Example #1
0
def train():
    """ 训练 """
    resume = TRAIN_HYPER_PARAMS["resume"]
    num_epochs = TRAIN_HYPER_PARAMS["num_epochs"]
    keep_prob = TRAIN_HYPER_PARAMS["keep_prob"]
    class_per_batch = TRAIN_HYPER_PARAMS["class_per_batch"]
    shoe_per_class = TRAIN_HYPER_PARAMS["shoe_per_class"]
    img_per_shoe = TRAIN_HYPER_PARAMS["img_per_shoe"]
    save_step = TRAIN_HYPER_PARAMS["save_step"]
    test_step = TRAIN_HYPER_PARAMS["test_step"]
    train_test = TRAIN_HYPER_PARAMS["train_test"]
    dev_test = TRAIN_HYPER_PARAMS["dev_test"]
    max_mini_batch_size = class_per_batch * \
        shoe_per_class * (shoe_per_class-1) / 2

    # GPU Config
    config = tf.ConfigProto()
    if GPU.enable:
        config.gpu_options.per_process_gpu_memory_fraction = GPU.memory_fraction
        config.gpu_options.allow_growth = True
        os.environ["CUDA_VISIBLE_DEVICES"] = ", ".join(
            map(lambda x: str(x), GPU.devices))
    else:
        os.environ["CUDA_VISIBLE_DEVICES"] = "-1"

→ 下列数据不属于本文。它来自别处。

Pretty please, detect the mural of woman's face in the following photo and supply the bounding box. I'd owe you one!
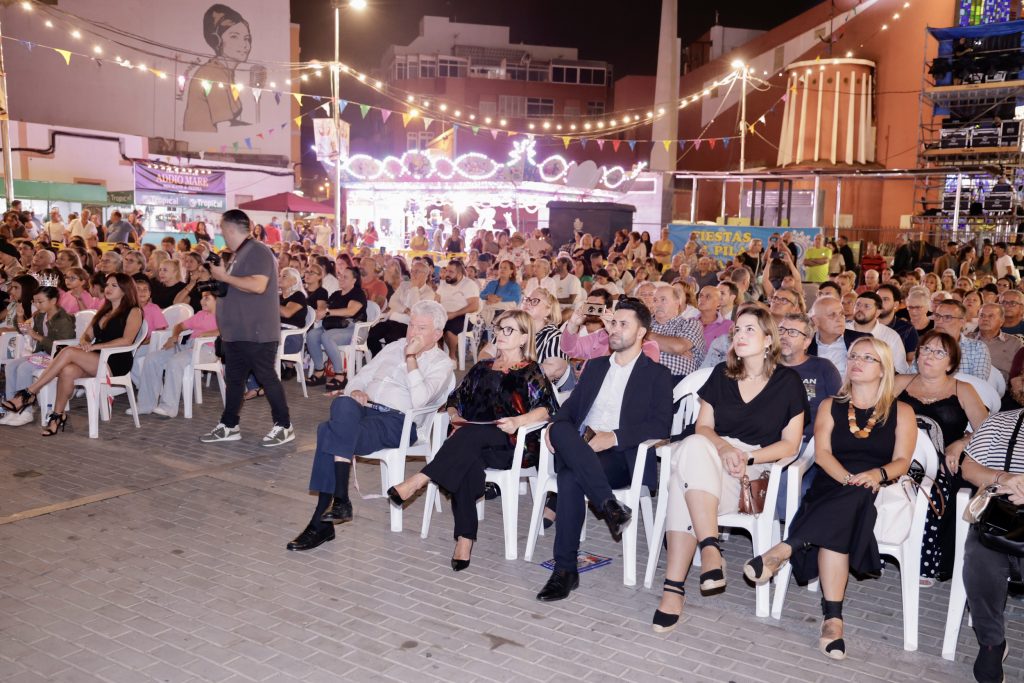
[220,24,253,61]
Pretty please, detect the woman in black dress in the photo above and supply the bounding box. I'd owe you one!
[896,330,988,588]
[743,337,918,659]
[3,272,142,436]
[387,310,558,571]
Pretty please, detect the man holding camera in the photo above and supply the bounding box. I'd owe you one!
[200,209,295,446]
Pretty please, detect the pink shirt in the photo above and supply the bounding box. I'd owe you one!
[57,290,102,315]
[181,310,217,334]
[561,328,662,362]
[142,301,167,334]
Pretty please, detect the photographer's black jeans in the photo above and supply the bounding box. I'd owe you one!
[220,342,292,427]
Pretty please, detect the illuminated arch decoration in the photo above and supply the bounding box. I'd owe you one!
[342,139,646,190]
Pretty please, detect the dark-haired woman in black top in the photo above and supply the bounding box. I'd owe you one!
[3,272,142,436]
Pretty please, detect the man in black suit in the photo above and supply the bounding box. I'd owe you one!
[537,298,672,602]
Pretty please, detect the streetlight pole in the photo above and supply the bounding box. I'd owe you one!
[331,0,367,249]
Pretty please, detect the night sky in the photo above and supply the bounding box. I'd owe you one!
[292,0,821,78]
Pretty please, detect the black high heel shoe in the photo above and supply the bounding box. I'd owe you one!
[43,413,68,436]
[818,596,846,659]
[0,389,36,413]
[650,579,686,633]
[697,536,725,595]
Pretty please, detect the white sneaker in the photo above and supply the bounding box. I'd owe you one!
[199,422,242,443]
[0,408,36,427]
[263,425,295,449]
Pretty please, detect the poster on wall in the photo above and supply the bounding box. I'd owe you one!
[4,0,294,157]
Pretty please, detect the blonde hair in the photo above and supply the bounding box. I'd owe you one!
[725,303,782,380]
[494,308,537,362]
[836,337,896,424]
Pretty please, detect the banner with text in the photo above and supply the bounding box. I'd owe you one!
[669,223,821,264]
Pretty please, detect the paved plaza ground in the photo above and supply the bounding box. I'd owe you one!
[0,383,1024,683]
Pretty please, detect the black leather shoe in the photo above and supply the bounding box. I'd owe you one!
[601,498,633,543]
[321,500,352,524]
[288,524,334,550]
[537,569,580,602]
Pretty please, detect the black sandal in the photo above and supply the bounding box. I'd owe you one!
[43,413,68,436]
[0,389,37,413]
[818,596,846,659]
[697,536,725,595]
[650,579,686,633]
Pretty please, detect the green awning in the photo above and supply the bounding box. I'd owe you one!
[0,178,106,204]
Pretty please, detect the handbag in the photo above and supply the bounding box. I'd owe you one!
[964,413,1024,557]
[874,475,918,546]
[739,470,771,515]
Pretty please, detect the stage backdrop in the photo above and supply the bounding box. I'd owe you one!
[3,0,292,157]
[669,223,821,264]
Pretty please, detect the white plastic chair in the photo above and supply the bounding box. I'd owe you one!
[340,301,381,377]
[420,413,548,560]
[955,368,1002,413]
[181,337,227,420]
[355,374,455,532]
[457,312,483,372]
[70,322,148,438]
[273,306,316,398]
[770,429,937,651]
[942,488,971,661]
[522,428,662,586]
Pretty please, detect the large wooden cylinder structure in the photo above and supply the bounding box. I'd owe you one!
[778,58,876,167]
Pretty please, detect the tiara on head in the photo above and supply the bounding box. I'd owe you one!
[36,275,60,287]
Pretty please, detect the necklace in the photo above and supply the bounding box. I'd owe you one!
[847,399,878,438]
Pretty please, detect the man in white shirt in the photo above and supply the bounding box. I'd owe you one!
[847,292,910,375]
[367,259,434,355]
[436,259,480,360]
[522,258,558,296]
[288,301,453,550]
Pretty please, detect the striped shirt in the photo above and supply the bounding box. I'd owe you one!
[965,409,1024,473]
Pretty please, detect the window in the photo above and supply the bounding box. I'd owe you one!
[526,97,555,117]
[406,130,434,152]
[498,95,526,119]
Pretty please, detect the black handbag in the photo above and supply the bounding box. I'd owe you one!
[964,412,1024,557]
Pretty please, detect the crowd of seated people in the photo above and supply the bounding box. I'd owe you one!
[6,221,1024,683]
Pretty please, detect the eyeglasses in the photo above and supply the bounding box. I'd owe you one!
[778,328,810,339]
[918,346,949,360]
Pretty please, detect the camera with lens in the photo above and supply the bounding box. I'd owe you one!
[196,252,227,297]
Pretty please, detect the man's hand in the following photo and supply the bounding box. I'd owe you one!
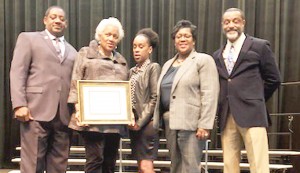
[75,103,89,127]
[14,106,33,122]
[128,123,141,131]
[196,128,209,140]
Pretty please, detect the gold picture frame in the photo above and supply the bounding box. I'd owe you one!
[77,80,134,124]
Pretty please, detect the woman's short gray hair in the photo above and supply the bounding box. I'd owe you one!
[95,17,124,41]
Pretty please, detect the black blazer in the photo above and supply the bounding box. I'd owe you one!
[213,36,280,130]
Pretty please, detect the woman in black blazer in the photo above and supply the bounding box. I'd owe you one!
[129,28,161,173]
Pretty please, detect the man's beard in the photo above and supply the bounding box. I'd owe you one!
[226,30,241,41]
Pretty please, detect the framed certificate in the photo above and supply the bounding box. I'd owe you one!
[77,80,134,124]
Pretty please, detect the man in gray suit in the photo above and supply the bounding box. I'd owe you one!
[10,6,77,173]
[213,8,280,173]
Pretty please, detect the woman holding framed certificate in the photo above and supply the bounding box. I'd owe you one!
[68,17,128,173]
[129,28,161,173]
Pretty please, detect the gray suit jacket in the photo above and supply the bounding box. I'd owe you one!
[153,51,219,131]
[10,31,77,125]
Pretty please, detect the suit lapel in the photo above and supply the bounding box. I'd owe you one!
[171,51,196,93]
[231,36,253,75]
[217,45,228,77]
[60,40,70,63]
[41,31,57,55]
[157,58,175,95]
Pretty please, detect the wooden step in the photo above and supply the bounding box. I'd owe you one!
[12,158,293,170]
[8,170,137,173]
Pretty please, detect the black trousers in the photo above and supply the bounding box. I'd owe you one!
[81,132,120,173]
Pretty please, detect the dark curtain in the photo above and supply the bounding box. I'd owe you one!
[0,0,300,167]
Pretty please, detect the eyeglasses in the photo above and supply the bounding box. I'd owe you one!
[175,34,192,39]
[222,18,243,25]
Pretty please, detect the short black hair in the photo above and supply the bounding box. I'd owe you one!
[136,28,159,49]
[171,20,197,40]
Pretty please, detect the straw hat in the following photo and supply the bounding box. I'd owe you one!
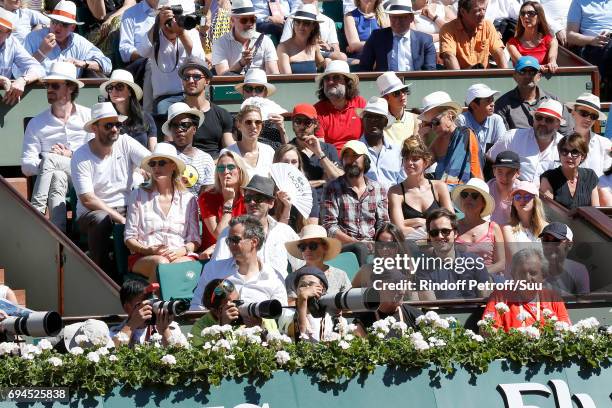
[162,102,204,136]
[285,224,342,261]
[100,69,142,100]
[451,178,495,218]
[419,91,461,122]
[234,68,276,96]
[83,102,127,132]
[140,142,185,174]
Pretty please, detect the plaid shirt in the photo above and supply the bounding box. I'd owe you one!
[321,176,389,241]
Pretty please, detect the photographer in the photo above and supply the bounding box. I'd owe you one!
[136,0,205,115]
[111,280,187,346]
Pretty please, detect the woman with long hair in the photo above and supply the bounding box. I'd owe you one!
[507,1,559,73]
[276,4,325,74]
[198,150,250,259]
[125,143,200,282]
[100,69,157,151]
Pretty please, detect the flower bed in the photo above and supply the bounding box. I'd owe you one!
[0,309,612,394]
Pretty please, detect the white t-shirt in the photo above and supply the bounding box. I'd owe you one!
[70,135,151,217]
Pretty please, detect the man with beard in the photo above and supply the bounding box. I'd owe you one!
[357,96,406,191]
[70,102,150,272]
[314,61,366,153]
[321,140,389,244]
[21,62,92,232]
[487,99,565,186]
[495,56,573,135]
[179,56,235,160]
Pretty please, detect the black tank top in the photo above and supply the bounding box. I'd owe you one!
[400,180,440,220]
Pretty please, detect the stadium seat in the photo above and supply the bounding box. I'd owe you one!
[157,261,206,300]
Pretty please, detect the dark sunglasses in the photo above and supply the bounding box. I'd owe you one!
[217,164,238,173]
[169,120,195,132]
[459,191,480,200]
[147,159,168,168]
[429,228,453,238]
[242,85,266,93]
[576,109,599,120]
[559,148,582,158]
[106,82,125,93]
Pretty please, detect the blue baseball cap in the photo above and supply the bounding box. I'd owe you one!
[514,55,540,72]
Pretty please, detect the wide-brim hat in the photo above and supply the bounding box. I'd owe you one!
[162,102,204,136]
[83,102,127,133]
[100,69,142,100]
[565,92,608,120]
[41,61,85,88]
[234,68,276,96]
[285,224,342,261]
[315,60,359,83]
[47,0,84,25]
[451,178,495,218]
[140,142,185,174]
[419,91,462,122]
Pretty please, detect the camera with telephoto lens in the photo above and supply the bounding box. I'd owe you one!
[308,288,380,317]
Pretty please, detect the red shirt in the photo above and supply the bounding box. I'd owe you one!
[507,34,553,64]
[314,96,367,156]
[198,191,246,250]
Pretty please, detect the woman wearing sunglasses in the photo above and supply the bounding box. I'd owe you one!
[125,143,200,282]
[452,179,506,282]
[223,105,274,178]
[540,133,599,210]
[507,1,559,74]
[198,150,250,259]
[162,102,215,196]
[565,92,612,177]
[100,69,157,150]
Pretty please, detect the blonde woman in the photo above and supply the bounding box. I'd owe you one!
[125,143,200,282]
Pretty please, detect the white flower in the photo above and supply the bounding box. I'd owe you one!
[38,339,53,350]
[47,357,64,367]
[87,351,100,363]
[274,350,291,365]
[70,346,84,356]
[162,354,176,365]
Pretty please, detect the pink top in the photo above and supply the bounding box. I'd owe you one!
[125,188,200,249]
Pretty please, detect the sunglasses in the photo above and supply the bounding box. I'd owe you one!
[459,191,481,200]
[147,159,168,168]
[168,120,195,132]
[106,82,125,93]
[242,85,266,93]
[559,148,582,158]
[576,109,599,120]
[217,164,238,173]
[512,193,535,202]
[429,228,453,238]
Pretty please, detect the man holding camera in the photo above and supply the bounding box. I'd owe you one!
[190,215,287,310]
[111,280,187,346]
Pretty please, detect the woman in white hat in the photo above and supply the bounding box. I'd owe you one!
[125,143,200,282]
[162,102,215,196]
[285,224,352,304]
[100,69,157,150]
[276,4,325,74]
[565,92,612,177]
[451,178,506,282]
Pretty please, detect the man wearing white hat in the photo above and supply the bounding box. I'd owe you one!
[0,7,44,105]
[376,72,421,147]
[487,99,565,186]
[357,96,406,191]
[212,0,279,75]
[71,102,150,272]
[21,62,93,231]
[457,84,507,153]
[359,0,436,71]
[24,0,113,77]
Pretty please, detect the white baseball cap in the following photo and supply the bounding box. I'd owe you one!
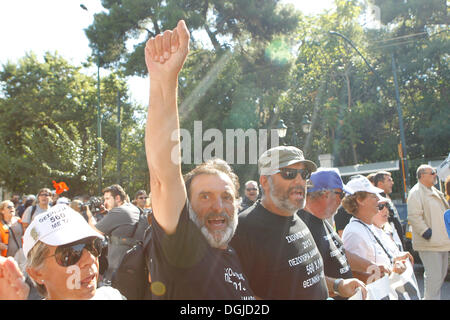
[56,197,70,205]
[23,204,104,257]
[346,176,388,202]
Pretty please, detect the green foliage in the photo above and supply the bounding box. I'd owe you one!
[0,53,145,196]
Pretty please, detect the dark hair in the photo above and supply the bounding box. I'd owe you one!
[373,171,391,187]
[184,158,239,199]
[342,191,369,216]
[103,184,127,201]
[445,175,450,197]
[134,190,147,199]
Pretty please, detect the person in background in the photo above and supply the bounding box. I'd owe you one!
[0,200,24,257]
[145,20,254,300]
[134,190,148,214]
[18,204,123,300]
[22,188,52,230]
[444,175,450,205]
[372,199,414,265]
[231,146,344,300]
[333,173,368,239]
[16,194,36,219]
[86,184,139,282]
[239,180,259,213]
[297,168,367,299]
[342,176,410,274]
[372,171,405,251]
[407,164,450,300]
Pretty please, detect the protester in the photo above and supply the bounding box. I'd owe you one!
[11,193,20,210]
[0,256,30,300]
[134,190,148,214]
[239,180,259,213]
[87,184,139,282]
[22,188,52,230]
[19,204,122,300]
[69,199,83,213]
[444,175,450,205]
[372,171,405,251]
[231,146,334,300]
[372,199,414,265]
[297,169,367,299]
[334,173,366,239]
[16,194,36,219]
[407,165,450,300]
[0,200,24,257]
[342,176,410,274]
[145,20,254,300]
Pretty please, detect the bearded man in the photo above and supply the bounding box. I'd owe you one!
[145,21,254,300]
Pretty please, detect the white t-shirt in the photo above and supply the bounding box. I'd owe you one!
[342,217,391,266]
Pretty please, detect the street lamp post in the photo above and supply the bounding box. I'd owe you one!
[329,31,409,200]
[276,119,287,145]
[80,4,102,195]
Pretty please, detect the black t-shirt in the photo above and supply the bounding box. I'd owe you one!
[95,203,139,270]
[334,206,352,231]
[150,200,254,300]
[297,210,353,279]
[231,201,328,300]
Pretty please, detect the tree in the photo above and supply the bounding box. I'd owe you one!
[0,53,144,195]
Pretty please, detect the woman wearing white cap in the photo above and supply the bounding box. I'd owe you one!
[0,204,123,300]
[342,176,410,273]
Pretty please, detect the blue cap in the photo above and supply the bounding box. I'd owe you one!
[444,209,450,238]
[308,168,354,194]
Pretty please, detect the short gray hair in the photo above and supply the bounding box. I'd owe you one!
[306,190,332,200]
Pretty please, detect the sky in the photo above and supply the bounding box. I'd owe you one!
[0,0,333,105]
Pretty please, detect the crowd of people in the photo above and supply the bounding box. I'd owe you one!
[0,21,450,300]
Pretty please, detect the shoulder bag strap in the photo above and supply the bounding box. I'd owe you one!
[354,219,394,263]
[2,220,21,249]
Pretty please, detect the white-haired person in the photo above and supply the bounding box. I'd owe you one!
[342,176,410,274]
[0,204,124,300]
[372,199,414,265]
[0,200,23,257]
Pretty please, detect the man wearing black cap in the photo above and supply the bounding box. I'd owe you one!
[231,146,328,300]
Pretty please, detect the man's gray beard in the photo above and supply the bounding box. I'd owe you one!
[189,202,238,248]
[268,177,306,214]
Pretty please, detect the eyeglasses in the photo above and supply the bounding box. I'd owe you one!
[46,238,103,267]
[275,168,311,180]
[333,191,345,200]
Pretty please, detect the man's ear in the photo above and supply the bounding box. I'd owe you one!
[259,176,269,194]
[26,267,44,284]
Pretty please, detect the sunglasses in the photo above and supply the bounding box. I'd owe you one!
[275,168,311,180]
[46,238,103,267]
[333,191,345,200]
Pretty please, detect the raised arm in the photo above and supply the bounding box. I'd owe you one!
[145,20,189,234]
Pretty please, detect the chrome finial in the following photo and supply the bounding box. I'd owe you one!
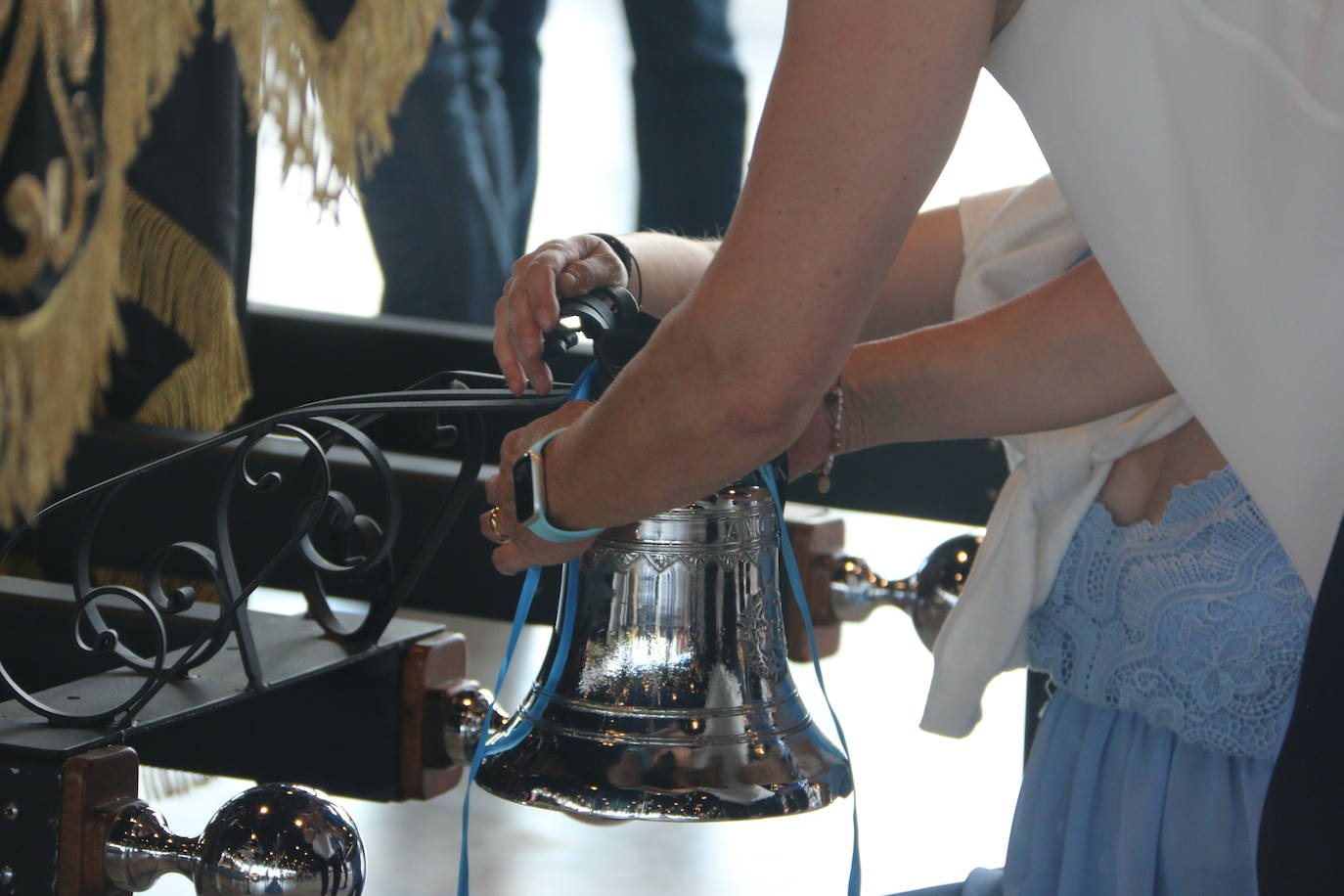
[830,535,984,650]
[104,784,364,896]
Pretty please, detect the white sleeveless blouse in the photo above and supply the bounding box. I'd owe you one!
[987,0,1344,595]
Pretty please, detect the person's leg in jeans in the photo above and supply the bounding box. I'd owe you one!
[360,0,516,324]
[491,0,545,256]
[625,0,746,237]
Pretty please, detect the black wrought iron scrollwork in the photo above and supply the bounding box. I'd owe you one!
[0,372,564,726]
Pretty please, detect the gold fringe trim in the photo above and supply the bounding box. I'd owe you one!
[0,176,122,528]
[121,187,251,429]
[0,0,201,528]
[102,0,202,167]
[215,0,448,206]
[93,565,219,604]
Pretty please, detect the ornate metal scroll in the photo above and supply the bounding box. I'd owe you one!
[0,372,564,727]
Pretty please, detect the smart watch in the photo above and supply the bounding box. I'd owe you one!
[514,426,603,544]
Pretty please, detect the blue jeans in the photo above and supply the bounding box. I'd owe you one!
[491,0,746,241]
[360,0,521,324]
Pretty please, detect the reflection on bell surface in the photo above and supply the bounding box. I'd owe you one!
[477,486,853,821]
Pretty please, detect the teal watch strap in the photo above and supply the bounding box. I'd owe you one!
[527,426,604,544]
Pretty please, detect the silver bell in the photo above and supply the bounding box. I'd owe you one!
[104,784,364,896]
[477,486,853,821]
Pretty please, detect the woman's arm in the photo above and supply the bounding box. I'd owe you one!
[492,0,995,571]
[495,205,963,395]
[841,259,1172,450]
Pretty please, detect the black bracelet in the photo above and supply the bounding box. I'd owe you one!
[589,231,644,301]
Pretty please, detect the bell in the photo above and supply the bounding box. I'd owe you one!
[477,485,853,821]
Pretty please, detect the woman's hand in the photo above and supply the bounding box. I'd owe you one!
[495,234,626,394]
[481,400,594,575]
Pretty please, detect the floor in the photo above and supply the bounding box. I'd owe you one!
[154,0,1045,896]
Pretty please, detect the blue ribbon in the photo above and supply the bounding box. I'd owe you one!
[758,464,863,896]
[457,363,598,896]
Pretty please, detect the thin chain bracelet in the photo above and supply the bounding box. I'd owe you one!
[813,379,844,494]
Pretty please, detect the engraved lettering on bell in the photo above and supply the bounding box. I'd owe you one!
[738,591,789,680]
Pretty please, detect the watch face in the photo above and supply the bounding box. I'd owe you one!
[514,453,536,525]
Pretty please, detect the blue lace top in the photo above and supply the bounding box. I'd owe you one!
[963,469,1313,896]
[1028,469,1313,759]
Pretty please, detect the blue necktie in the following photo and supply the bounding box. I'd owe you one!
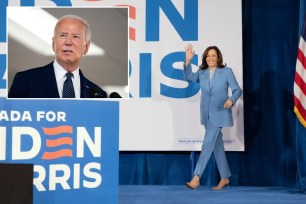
[63,72,75,98]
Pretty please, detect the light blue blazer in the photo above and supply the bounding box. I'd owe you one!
[184,64,242,127]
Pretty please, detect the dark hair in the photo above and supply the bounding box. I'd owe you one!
[200,46,226,69]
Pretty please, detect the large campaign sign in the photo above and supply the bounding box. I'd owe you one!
[0,0,244,155]
[0,99,119,204]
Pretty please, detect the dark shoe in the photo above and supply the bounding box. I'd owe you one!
[212,178,229,190]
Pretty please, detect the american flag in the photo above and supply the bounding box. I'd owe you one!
[294,21,306,127]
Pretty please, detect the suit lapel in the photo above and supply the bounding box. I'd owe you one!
[210,68,221,89]
[42,62,60,98]
[80,70,89,98]
[201,69,209,92]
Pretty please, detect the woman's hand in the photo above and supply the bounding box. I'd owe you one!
[185,44,195,65]
[223,99,233,108]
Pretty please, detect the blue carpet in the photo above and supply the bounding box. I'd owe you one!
[119,185,306,204]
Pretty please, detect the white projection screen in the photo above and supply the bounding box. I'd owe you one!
[2,0,241,151]
[118,0,244,151]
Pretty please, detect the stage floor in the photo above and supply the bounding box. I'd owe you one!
[119,185,306,204]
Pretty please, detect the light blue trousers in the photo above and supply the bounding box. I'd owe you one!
[194,121,231,179]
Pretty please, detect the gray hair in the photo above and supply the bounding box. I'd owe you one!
[53,15,91,42]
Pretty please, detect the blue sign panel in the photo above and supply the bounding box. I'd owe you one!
[0,99,119,204]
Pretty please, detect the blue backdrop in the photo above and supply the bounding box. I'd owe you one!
[119,0,306,187]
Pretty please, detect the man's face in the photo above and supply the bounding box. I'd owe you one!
[52,19,90,71]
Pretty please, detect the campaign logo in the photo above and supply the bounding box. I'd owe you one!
[0,110,102,191]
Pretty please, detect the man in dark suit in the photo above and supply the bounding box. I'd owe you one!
[8,15,107,98]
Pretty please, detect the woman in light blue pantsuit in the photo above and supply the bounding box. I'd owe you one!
[184,44,242,190]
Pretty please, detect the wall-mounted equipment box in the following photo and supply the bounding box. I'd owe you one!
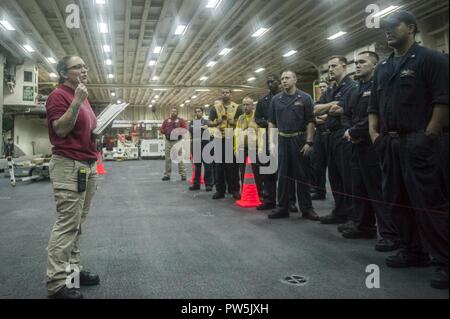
[3,60,38,106]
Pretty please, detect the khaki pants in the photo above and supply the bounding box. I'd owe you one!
[47,155,97,295]
[164,138,186,177]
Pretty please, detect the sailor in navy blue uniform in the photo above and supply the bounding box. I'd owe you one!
[368,11,449,289]
[314,56,356,224]
[255,75,297,213]
[268,71,319,220]
[340,51,398,251]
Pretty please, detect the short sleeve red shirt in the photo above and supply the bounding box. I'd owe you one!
[45,84,97,161]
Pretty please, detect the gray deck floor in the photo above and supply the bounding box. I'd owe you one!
[0,160,448,299]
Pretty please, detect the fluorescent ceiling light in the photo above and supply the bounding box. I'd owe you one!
[175,24,187,35]
[98,22,108,33]
[283,50,297,58]
[328,31,347,40]
[0,20,16,31]
[373,6,402,18]
[153,46,162,54]
[219,48,233,56]
[206,0,222,9]
[252,28,269,38]
[23,44,34,52]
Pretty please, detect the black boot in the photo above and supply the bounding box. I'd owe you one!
[48,286,83,299]
[267,208,289,219]
[80,270,100,286]
[430,266,448,289]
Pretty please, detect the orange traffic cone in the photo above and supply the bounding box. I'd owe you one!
[97,152,106,175]
[236,156,262,208]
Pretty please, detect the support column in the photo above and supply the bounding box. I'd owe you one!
[0,54,6,157]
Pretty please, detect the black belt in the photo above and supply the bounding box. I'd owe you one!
[278,132,305,137]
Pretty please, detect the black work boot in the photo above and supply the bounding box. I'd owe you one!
[213,192,225,199]
[48,286,83,299]
[267,208,289,219]
[386,251,430,268]
[430,266,448,289]
[375,238,400,252]
[338,220,358,233]
[302,208,320,221]
[342,229,377,239]
[256,203,277,210]
[320,214,347,225]
[80,270,100,286]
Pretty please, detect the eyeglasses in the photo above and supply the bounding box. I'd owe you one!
[66,64,89,71]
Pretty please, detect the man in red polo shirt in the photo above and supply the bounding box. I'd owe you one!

    model = Model(TRAIN_HYPER_PARAMS)
    recorder = Recorder(RECORDER_PATH, resume=resume)
    recorder.upload_params(TRAIN_HYPER_PARAMS)

    # train data
    data_set = data_import(augment=ALL)
    img_arrays = data_set["img_arrays"]
    indices = data_set["indices"]
    train_size = len(indices)

    # test data
    if train_test or dev_test:
        test_img_arrays, test_data_map, _ = test_data_import(
            augment=[TRANSPOSE], action_type="train")
        train_scope_length = len(test_data_map["train"][0]["scope_indices"])
        train_num_augment = len(test_data_map["train"][0]["indices"])
        dev_scope_length = len(test_data_map["dev"][0]["scope_indices"])
        dev_num_augment = len(test_data_map["dev"][0]["indices"])

    graph = tf.Graph()
    with graph.as_default():
        tf.set_random_seed(SEED)
        if resume:
            model.import_meta_graph()
            model.get_ops_from_graph(graph)
        else:
            model.init_ops()

        # test 计算图
        if train_test or dev_test:
            test_embeddings_length = len(test_img_arrays)
        if train_test:
            model.init_test_ops("train", train_scope_length, train_num_augment,
                                test_embeddings_length)
        if dev_test:
            model.init_test_ops("dev", dev_scope_length, dev_num_augment,
                                test_embeddings_length)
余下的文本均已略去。